Review: The Visual Miscellaneum by David McCandless

David McCandless’ The Visual Miscellaneum: A Colorful Guide to the World’s Most Consequential Trivia hit the shelves last week (in the US). As I flipped through 320 pages of original graphics during my flight from New York to California, I thought to myself, “FlowingData readers are going to love this.”

What It’s About

visual miscellaneum bookI’m sure you’ve seen some of David’s work by now. He’s been posting graphics at Information is Beautiful during the past few months, leading up to the book release and recently started doing a weekly graphic for The Guardian Datablog. The book is like that, but much more of it.

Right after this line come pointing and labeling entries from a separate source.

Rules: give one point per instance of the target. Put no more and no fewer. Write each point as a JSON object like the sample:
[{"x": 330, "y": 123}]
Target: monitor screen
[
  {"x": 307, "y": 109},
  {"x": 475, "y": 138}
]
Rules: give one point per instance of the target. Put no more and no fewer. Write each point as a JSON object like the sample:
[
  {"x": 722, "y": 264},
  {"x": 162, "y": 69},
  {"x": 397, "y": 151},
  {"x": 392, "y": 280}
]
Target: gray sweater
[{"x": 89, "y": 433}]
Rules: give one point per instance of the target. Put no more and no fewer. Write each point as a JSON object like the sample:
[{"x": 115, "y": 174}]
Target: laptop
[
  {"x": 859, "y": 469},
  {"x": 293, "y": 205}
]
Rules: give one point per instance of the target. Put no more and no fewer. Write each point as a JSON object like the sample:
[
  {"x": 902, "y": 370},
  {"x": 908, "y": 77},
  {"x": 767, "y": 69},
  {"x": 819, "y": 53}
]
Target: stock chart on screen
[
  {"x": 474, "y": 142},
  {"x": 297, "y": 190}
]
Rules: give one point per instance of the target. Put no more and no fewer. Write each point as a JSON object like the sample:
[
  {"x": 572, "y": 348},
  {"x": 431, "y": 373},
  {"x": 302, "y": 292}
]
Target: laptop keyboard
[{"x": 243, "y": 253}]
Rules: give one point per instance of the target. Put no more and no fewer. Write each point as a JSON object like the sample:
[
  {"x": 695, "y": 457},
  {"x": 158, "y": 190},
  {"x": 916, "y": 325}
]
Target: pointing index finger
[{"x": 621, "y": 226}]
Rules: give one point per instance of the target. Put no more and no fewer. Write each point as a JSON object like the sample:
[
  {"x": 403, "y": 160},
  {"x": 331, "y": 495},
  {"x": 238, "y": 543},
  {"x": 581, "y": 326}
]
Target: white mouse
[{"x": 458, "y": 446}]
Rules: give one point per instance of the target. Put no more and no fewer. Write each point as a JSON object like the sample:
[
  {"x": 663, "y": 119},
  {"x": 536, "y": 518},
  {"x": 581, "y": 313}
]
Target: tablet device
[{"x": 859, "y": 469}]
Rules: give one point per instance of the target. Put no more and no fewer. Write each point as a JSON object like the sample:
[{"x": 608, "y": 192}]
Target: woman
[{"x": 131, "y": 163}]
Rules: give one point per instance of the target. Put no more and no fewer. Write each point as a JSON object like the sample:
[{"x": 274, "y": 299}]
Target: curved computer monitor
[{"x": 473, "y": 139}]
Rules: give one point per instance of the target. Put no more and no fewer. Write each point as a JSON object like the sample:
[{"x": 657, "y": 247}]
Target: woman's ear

The Visual Miscellaneum has about 100 original graphics designed specifically for the book, and yes, it is very miscellaneous. On one page is a comparison between scientific consensus and skeptics of global warming, and on the very next is a chart on dictators’ wives.

Not Just Charts and Graphs

If you haven’t figured it out by now, many of the graphics in this book are very tongue in cheek, but at the same time, they’re quite informative.

I really just had fun flipping through the pages. I felt like I was learning something new and interesting with each graphic, and while random, they seemed to be linked somehow. It was kind of like when you look something up on Wikipedia and one hour later, you find yourself reading about types of beards (yeah, there’s a graphic for that). Speaking of which, a lot of the data come from Wikipedia and other open data sources, so after you see David’s graphics, you can go and try things out on your own.

With that said, not every graphic is perfect. There were a few where I wasn’t sure what I was looking at or it took a little while for me to process, but that’s what I was expecting. Many of the graphics are probably experiments in design more than they belong in a Tufte book, but I’m all for experimentation, as I’m sure all of you know.

Bottom Line

I liked The Visual Miscellaneum a lot. It’s fun, it’s interesting, it’s informative, and it’s enjoyable.

P.S. One quick note. It says “hardcover” on Amazon, but really it’s more of a thick paperback. Just so you know.

8 Comments

  • Funny that you blog this today, b/c I found this book in a book store myself yesterday and was flipping through it all evening. Every page was very interesting and kept me busy until I was all the way through.

    Nice collection indeed.

  • I received my copy in the mail last week and the book is beautiful! I also loved the little “Critics Say” blurbs at the bottom of some of the graphics so that you could also feel like you were viewing them on the internet and seeing the heroic comments that people leave.

  • I’m kind of new to the whole concept of alternative data visulisation techniques, but driving it forward in any medium can only be a good thing!

  • As a happy owner of such compendiums as Schott’s Original Miscellany and The Weekend Book (reissued in all its 1920s glory), I go weak at the knees at the prospect of browsing The Visual Miscellaneum. Where else but in David McCandless’s Guardian blog would I have seen the UK budget deficit shown so accurately as a black hole in the graphic?

    Pick me, ooh ooh, pick me!

  • I’m incredibly excited about this book! His blog, Information is Beautiful, has a great display of data visualization, and I’m excited to see this compilation of graphics.

  • So much of getting better visual explanations relies on having more people knowing them when they see them and pushing in that direction. Imagine what windows would look like without the Mac to set expectations, or where we would be without Tufte’s examples, or the fine folks at the NYTimes.
    So these books, even playful ones, help all of us float on a rising tide.
    I look forward to both reading David McCandless’ book and leaving it on my desk for others to find.